In the American Southwest, the diversity of native plant species is threatened by the loss of ancient cultural knowledge. Native Seeds/SEARCH, a local group dedicated to strengthening food security, uses the indigenous technique of seed saving to prevent biocultural diversity loss.
Biocultural diversity describes the intermingling of humans with nature, in which culture and ecology flourish in unison. It arises from the evolution that occurs when an ecosystem and the human landscape combine. Every time a farmer selects a certain tree to replant because of the color of its fruit then uses those fruits in ritual, both the tree species and the farmer’s customs become more defined.

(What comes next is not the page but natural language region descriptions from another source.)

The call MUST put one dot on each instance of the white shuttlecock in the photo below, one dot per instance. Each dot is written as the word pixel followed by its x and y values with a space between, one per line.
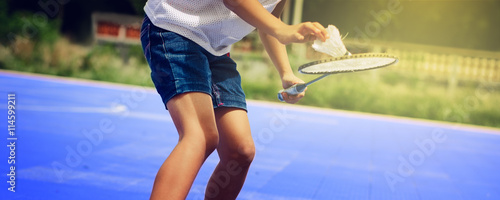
pixel 332 46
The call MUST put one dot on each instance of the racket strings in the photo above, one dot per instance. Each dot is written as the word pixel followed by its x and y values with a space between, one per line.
pixel 350 63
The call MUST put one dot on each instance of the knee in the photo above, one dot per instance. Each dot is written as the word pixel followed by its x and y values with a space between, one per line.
pixel 211 142
pixel 247 153
pixel 244 155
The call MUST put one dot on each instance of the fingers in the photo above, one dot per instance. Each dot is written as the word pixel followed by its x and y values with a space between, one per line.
pixel 314 30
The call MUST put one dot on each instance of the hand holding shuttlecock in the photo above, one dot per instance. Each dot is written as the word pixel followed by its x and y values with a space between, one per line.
pixel 333 46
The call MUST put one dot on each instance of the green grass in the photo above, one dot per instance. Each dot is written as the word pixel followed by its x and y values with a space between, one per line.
pixel 383 91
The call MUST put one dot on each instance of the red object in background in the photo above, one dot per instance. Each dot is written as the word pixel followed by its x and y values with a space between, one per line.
pixel 108 28
pixel 132 32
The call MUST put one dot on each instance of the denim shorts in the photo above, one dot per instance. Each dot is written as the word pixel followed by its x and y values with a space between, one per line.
pixel 179 65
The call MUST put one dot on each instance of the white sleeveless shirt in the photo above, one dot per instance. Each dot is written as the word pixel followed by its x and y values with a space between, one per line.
pixel 209 23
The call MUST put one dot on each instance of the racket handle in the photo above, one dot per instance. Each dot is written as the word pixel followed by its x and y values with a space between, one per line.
pixel 294 90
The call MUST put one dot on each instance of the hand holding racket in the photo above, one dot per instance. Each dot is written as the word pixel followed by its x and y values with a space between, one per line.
pixel 335 65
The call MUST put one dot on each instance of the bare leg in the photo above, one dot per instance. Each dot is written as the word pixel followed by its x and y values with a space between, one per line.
pixel 194 119
pixel 236 151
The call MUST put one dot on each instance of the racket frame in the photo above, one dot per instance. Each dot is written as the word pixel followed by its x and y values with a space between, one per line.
pixel 299 88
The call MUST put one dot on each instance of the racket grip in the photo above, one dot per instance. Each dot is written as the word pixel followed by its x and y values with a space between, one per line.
pixel 294 90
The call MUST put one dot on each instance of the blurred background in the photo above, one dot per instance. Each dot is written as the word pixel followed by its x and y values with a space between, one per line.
pixel 449 50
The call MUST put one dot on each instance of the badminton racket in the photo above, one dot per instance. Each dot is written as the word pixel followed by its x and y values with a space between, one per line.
pixel 335 65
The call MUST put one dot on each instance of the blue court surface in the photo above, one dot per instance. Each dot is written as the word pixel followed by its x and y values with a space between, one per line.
pixel 78 139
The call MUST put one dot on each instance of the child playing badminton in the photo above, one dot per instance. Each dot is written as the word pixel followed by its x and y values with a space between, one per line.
pixel 186 44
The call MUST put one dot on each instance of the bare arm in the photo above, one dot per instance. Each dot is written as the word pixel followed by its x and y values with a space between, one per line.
pixel 256 15
pixel 278 54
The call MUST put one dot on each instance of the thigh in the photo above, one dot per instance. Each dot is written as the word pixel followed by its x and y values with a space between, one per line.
pixel 193 116
pixel 226 83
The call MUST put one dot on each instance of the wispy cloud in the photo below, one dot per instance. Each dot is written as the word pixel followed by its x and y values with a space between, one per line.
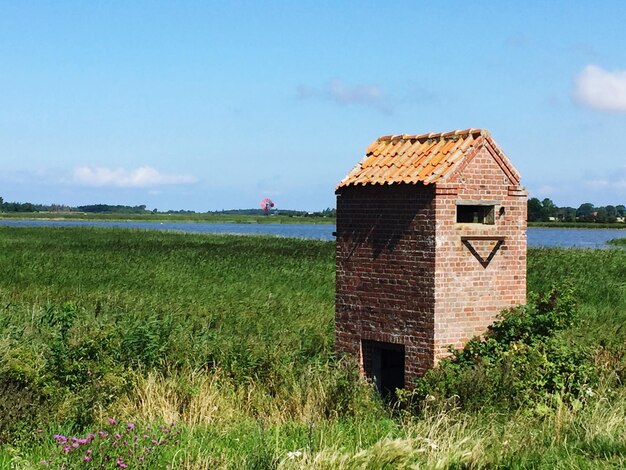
pixel 142 177
pixel 601 89
pixel 343 94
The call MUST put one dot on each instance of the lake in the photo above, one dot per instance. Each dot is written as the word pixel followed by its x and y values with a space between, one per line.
pixel 548 237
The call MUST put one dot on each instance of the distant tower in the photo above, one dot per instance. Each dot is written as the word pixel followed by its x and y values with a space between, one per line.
pixel 266 205
pixel 431 246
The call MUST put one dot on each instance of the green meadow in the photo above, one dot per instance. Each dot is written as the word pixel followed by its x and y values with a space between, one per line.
pixel 141 349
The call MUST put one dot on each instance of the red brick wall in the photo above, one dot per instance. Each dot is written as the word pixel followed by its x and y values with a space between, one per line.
pixel 469 295
pixel 404 275
pixel 385 270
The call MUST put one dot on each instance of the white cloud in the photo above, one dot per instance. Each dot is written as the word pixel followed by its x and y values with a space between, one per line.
pixel 343 94
pixel 600 89
pixel 142 177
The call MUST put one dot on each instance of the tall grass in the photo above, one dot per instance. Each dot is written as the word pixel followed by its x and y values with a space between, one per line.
pixel 232 338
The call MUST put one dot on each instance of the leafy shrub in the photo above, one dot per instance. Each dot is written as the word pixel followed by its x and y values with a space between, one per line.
pixel 116 445
pixel 81 362
pixel 522 360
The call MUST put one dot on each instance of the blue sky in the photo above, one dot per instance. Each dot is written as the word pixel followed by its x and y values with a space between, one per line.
pixel 215 105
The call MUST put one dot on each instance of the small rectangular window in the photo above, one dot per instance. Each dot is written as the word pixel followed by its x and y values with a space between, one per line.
pixel 475 214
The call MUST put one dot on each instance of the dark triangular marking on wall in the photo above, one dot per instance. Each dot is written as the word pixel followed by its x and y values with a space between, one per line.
pixel 483 261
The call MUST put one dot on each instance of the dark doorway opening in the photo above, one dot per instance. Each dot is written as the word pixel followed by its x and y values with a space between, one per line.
pixel 384 364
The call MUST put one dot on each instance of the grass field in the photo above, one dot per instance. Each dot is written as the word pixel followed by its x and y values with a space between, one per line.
pixel 231 339
pixel 162 217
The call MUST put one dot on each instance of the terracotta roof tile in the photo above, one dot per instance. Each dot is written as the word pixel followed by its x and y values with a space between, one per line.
pixel 424 158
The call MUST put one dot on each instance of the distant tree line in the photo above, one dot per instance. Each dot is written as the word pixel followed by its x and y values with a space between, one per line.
pixel 546 210
pixel 141 209
pixel 30 207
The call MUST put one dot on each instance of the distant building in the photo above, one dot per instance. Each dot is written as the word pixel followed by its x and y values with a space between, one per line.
pixel 431 246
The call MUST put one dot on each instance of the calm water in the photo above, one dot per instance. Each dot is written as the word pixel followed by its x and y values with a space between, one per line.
pixel 581 238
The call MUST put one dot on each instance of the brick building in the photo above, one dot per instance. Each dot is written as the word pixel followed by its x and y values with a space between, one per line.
pixel 431 246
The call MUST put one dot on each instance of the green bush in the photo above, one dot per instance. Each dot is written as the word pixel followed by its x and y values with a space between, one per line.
pixel 523 360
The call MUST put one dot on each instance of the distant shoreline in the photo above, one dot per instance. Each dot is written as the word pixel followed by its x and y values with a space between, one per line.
pixel 161 217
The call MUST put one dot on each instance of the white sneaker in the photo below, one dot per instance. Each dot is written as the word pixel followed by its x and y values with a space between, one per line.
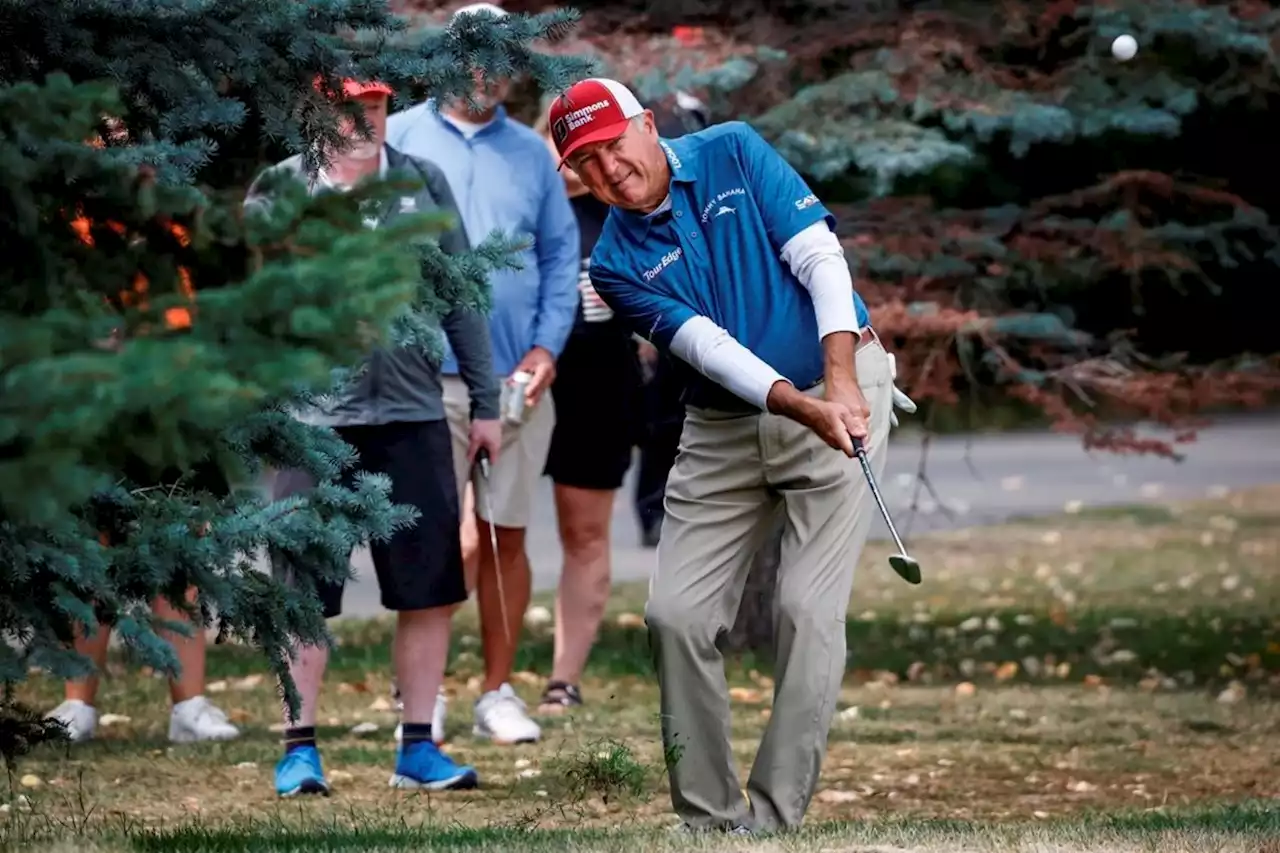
pixel 442 708
pixel 501 717
pixel 199 719
pixel 78 717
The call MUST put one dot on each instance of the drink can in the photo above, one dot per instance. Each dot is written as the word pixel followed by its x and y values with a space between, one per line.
pixel 513 405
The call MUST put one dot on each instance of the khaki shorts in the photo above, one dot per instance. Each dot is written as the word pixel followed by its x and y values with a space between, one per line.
pixel 520 463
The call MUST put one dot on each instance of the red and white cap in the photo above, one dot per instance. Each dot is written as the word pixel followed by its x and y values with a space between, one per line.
pixel 593 110
pixel 357 87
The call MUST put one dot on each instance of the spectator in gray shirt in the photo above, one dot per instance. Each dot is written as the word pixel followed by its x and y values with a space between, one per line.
pixel 393 415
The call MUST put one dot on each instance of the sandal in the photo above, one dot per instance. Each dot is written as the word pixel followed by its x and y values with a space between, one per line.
pixel 558 697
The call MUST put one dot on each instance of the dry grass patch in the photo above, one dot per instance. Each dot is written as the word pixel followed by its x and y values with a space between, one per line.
pixel 1045 671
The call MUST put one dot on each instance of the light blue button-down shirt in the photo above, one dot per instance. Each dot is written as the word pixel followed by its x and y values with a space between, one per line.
pixel 503 178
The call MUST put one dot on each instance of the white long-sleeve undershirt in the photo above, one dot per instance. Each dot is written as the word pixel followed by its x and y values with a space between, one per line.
pixel 817 260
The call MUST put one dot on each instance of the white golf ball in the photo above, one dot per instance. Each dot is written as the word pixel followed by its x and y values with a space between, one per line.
pixel 1124 48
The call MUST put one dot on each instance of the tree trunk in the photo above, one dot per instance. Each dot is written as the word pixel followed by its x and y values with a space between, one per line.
pixel 753 629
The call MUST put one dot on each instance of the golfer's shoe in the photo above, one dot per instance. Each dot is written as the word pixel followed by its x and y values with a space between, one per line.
pixel 199 719
pixel 502 717
pixel 300 772
pixel 423 766
pixel 438 715
pixel 77 717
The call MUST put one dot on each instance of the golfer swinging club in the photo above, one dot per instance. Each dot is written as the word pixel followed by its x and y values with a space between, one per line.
pixel 718 251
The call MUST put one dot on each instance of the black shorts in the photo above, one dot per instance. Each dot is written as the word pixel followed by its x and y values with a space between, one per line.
pixel 598 407
pixel 420 566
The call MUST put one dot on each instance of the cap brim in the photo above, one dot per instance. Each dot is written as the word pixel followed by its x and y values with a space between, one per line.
pixel 606 133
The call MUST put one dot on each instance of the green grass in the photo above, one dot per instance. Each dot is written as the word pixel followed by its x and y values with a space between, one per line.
pixel 1244 826
pixel 1101 680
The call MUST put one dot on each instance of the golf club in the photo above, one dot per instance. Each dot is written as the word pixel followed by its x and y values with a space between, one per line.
pixel 483 463
pixel 901 562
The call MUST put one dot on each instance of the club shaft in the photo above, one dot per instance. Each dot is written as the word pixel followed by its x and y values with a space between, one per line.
pixel 880 501
pixel 493 544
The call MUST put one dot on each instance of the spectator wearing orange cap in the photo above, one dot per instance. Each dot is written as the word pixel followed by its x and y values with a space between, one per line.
pixel 393 415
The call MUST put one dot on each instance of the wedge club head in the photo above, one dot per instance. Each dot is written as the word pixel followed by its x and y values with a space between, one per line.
pixel 905 566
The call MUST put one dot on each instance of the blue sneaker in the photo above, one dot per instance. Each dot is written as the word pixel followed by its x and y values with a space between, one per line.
pixel 423 766
pixel 300 772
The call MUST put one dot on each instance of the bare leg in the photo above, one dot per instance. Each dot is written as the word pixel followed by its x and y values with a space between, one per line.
pixel 420 652
pixel 94 648
pixel 190 651
pixel 499 655
pixel 307 671
pixel 470 534
pixel 584 518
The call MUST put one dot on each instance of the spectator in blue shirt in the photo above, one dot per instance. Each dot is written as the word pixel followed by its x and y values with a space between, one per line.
pixel 503 179
pixel 717 251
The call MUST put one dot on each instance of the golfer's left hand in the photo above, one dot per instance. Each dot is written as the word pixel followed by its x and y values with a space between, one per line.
pixel 485 434
pixel 850 396
pixel 539 363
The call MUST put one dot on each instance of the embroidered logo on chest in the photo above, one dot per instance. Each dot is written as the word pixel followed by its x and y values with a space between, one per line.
pixel 667 260
pixel 721 204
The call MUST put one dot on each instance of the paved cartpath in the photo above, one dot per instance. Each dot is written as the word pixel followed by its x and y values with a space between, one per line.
pixel 1004 475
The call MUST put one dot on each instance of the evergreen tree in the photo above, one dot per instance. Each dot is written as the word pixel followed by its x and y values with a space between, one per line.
pixel 1013 196
pixel 155 337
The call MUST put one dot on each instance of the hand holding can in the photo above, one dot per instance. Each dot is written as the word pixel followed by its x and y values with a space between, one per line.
pixel 513 398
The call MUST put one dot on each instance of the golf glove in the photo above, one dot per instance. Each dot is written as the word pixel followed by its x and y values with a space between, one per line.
pixel 594 310
pixel 900 398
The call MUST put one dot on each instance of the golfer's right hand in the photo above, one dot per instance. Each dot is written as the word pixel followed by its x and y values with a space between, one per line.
pixel 837 424
pixel 487 434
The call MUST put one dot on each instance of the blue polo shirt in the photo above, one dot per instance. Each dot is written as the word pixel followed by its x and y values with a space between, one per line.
pixel 735 203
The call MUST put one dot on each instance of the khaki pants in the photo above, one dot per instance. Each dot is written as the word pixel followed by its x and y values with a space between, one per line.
pixel 731 473
pixel 520 461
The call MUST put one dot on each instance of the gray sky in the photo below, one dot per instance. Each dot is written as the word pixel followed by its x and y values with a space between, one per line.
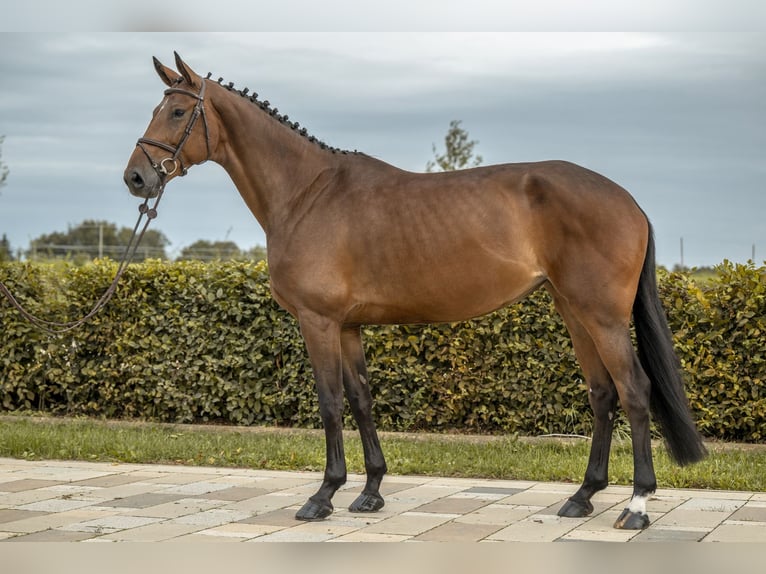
pixel 677 119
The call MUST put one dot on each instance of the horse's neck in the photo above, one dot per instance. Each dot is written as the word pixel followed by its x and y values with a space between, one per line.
pixel 270 164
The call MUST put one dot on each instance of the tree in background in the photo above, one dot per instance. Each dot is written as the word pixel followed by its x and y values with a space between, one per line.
pixel 205 250
pixel 5 246
pixel 3 166
pixel 91 239
pixel 458 152
pixel 5 249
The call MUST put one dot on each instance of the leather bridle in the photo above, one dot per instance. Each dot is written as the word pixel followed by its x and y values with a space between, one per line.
pixel 199 111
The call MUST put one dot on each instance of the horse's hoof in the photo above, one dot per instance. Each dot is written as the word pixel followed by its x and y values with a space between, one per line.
pixel 575 509
pixel 629 520
pixel 367 503
pixel 313 510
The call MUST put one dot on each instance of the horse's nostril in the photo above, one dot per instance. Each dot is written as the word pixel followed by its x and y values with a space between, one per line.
pixel 136 180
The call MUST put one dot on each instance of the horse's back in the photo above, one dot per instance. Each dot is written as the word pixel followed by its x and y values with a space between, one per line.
pixel 399 247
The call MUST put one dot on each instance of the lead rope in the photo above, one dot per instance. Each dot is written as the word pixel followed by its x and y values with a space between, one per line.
pixel 58 328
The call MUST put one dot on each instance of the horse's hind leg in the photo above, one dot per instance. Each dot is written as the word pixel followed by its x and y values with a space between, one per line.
pixel 602 396
pixel 357 389
pixel 608 330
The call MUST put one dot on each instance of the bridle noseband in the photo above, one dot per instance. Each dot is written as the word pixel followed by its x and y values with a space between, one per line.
pixel 199 111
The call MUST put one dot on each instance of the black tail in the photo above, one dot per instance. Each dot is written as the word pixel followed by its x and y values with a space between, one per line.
pixel 669 405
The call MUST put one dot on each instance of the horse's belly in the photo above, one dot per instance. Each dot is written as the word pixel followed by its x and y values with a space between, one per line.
pixel 429 296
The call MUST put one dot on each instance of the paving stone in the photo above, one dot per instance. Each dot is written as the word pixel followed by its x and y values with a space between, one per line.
pixel 669 535
pixel 281 517
pixel 458 532
pixel 452 505
pixel 51 535
pixel 102 502
pixel 109 480
pixel 16 499
pixel 214 517
pixel 741 532
pixel 537 528
pixel 267 503
pixel 12 515
pixel 55 520
pixel 692 518
pixel 58 504
pixel 362 536
pixel 613 535
pixel 108 524
pixel 536 498
pixel 500 514
pixel 177 508
pixel 26 484
pixel 750 512
pixel 155 532
pixel 142 500
pixel 712 504
pixel 240 530
pixel 294 535
pixel 409 523
pixel 196 488
pixel 237 493
pixel 493 490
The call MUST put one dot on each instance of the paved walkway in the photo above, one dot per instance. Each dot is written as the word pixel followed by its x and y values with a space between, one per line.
pixel 82 501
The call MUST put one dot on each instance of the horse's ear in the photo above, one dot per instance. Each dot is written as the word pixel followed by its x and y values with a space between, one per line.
pixel 191 78
pixel 170 77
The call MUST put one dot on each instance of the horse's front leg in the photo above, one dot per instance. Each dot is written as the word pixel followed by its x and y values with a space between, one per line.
pixel 358 393
pixel 322 338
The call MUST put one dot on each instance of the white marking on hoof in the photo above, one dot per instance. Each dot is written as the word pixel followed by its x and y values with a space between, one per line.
pixel 638 504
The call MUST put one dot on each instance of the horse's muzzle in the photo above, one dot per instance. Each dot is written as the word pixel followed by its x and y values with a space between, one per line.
pixel 140 183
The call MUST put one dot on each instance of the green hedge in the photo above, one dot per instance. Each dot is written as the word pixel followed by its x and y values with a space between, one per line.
pixel 190 342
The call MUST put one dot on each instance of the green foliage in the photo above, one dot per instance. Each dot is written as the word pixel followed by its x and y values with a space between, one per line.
pixel 192 341
pixel 6 254
pixel 458 151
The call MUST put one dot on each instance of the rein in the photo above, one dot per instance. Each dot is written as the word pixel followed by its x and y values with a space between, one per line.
pixel 58 328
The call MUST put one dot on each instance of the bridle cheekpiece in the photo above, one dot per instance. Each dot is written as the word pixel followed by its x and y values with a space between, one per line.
pixel 161 167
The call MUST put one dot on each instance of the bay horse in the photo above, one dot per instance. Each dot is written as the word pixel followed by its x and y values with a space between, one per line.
pixel 352 241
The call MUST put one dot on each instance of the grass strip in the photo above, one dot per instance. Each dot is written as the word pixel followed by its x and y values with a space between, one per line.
pixel 729 467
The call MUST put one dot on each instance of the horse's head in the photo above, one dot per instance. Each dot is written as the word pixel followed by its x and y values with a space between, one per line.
pixel 178 135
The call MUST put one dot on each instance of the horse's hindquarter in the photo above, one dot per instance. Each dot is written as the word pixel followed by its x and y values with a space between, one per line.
pixel 424 247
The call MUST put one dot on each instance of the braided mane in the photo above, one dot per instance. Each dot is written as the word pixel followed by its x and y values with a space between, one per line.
pixel 274 113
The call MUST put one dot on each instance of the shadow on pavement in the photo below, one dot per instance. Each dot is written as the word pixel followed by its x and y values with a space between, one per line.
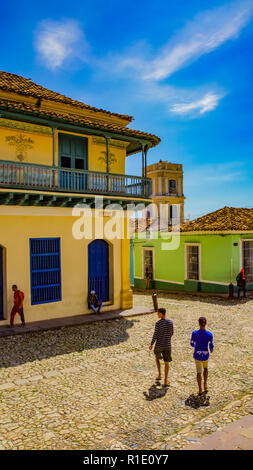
pixel 219 299
pixel 19 349
pixel 195 401
pixel 154 392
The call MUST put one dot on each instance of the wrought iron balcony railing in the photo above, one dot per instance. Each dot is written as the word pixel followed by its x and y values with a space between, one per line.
pixel 44 178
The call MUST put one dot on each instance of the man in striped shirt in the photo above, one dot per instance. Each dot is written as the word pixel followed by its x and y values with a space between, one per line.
pixel 162 337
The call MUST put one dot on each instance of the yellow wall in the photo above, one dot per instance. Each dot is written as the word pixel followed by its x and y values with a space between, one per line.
pixel 15 231
pixel 42 147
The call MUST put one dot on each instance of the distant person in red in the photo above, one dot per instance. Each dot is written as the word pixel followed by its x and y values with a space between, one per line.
pixel 18 305
pixel 241 282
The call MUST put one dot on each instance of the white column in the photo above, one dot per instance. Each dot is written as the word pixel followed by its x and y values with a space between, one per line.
pixel 160 185
pixel 154 189
pixel 179 187
pixel 166 185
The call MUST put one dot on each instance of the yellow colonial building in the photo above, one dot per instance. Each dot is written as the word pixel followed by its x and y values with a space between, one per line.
pixel 167 188
pixel 63 200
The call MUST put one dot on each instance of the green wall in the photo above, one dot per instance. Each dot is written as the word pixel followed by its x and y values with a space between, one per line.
pixel 169 265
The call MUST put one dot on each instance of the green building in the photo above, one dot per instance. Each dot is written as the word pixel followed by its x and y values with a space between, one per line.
pixel 205 256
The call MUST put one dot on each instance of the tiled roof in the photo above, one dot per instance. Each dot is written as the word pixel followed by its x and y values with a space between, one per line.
pixel 226 219
pixel 76 119
pixel 24 86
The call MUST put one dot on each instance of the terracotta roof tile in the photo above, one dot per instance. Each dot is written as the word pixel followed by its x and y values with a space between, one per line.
pixel 226 219
pixel 24 86
pixel 76 119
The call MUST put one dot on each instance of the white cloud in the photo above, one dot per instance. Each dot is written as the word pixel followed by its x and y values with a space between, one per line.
pixel 205 33
pixel 218 173
pixel 57 42
pixel 207 103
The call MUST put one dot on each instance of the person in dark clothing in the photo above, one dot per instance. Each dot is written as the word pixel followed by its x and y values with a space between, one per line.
pixel 241 283
pixel 93 302
pixel 18 305
pixel 202 342
pixel 162 336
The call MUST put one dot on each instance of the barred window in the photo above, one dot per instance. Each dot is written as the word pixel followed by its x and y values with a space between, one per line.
pixel 192 262
pixel 45 270
pixel 248 260
pixel 148 263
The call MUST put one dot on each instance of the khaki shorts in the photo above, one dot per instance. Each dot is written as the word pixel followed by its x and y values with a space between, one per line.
pixel 163 353
pixel 200 365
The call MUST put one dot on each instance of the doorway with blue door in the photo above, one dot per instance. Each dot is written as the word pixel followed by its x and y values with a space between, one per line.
pixel 98 269
pixel 1 285
pixel 73 155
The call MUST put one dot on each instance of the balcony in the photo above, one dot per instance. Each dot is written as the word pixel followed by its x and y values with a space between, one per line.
pixel 15 175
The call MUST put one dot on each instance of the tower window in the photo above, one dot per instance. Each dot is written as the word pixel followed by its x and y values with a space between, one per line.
pixel 172 186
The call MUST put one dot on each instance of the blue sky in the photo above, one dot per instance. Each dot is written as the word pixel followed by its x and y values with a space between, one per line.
pixel 182 69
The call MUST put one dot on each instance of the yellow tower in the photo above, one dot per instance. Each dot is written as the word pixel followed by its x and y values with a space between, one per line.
pixel 167 188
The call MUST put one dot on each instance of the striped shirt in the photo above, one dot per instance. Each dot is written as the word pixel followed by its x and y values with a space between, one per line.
pixel 163 333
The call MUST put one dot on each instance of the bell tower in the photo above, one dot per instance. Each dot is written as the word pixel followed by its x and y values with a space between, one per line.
pixel 167 188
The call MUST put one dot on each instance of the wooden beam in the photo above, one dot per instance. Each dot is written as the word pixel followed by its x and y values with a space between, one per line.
pixel 23 199
pixel 51 201
pixel 38 200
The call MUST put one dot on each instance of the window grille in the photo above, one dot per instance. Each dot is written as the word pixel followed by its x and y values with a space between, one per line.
pixel 45 270
pixel 193 262
pixel 248 260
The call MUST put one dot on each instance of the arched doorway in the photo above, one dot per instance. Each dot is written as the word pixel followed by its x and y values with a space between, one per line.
pixel 98 269
pixel 1 285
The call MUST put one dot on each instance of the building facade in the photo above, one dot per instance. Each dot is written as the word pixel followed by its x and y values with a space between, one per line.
pixel 59 156
pixel 167 188
pixel 208 253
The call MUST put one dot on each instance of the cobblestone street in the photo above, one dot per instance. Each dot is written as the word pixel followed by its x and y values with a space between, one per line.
pixel 93 386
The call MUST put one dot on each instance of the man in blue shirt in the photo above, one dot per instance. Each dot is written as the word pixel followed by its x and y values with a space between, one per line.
pixel 202 342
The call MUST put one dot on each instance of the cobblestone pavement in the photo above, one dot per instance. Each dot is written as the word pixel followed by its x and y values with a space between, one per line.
pixel 92 386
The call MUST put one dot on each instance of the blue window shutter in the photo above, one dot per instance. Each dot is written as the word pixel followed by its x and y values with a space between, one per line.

The American Southwest is a regional hotspot of biocultural diversity in which ancient civilizations used a range of available species to effectively define their society and build a nation of peoples. However, much of the ancestral knowledge connecting people to their native lands has eroded.
Seed saving, the tradition of passing on favorable plant seeds and crossbreeding for particular traits, is one particularly alarming loss. Heirloom seeds are being replaced by commercial varieties. According to Native Seeds/SEARCH, strengthening food security through seed conservation techniques aimed at the region’s distinctive plant diversity prevents against food security crises.
The ongoing loss of crop species found in the Southwest suggests a reduction in the genetic diversity in the region. Climate change, water shortages, and increasing pest and disease vectors threaten the ability of native peoples to eat natural, healthy foods. It could also signal potential crop failures and famines in the future. Native Seeds/SEARCH explains, “The resiliency of our food system depends on agricultural biodiversity, as farmers and breeders can draw on a myriad of genetic combinations to develop new varieties better adapted to changing climate conditions.”
According to the indigenous Tohono O’odham Nation’s tribal elders, “What we’re really looking for are the seeds for the foods our grandparents used to grow,” of which many are rare and endangered. Reestablishing the foods and traditional ingredients of native cultures inspires community members to plant these crops and share with their neighbors.
The basis for propagating the seeds lies not just in their physical distribution but also through education and training programs to help others preserve the rare natural resources of the Southwest. Native Seeds/SEARCH provides a seed library of nearly 2,000 heirloom and desert-adapted varieties of seeds. Anyone can choose from the ancient crops, wild species, and local varieties Native Seeds/SEARCH has collected so far. Examples of seeds include numerous corn varieties, beans, vegetables, melons, squash, and grains.
Native Seeds/SEARCH is comprised of an innovative conservation facility based in Tucson, AZ, featuring a host of educational initiatives, a seed library, and a conservation farm. The Native Seeds team helps communities develop culturally relevant solutions to strengthen the local food system. Their Seed School trains students in the history, ecology, and business of seed saving. Classes such as wild seed harvesting, small business education, and seed biology provide a basic understanding of how to save and care for seeds at home or as a career. To date, the program graduated over 350 people.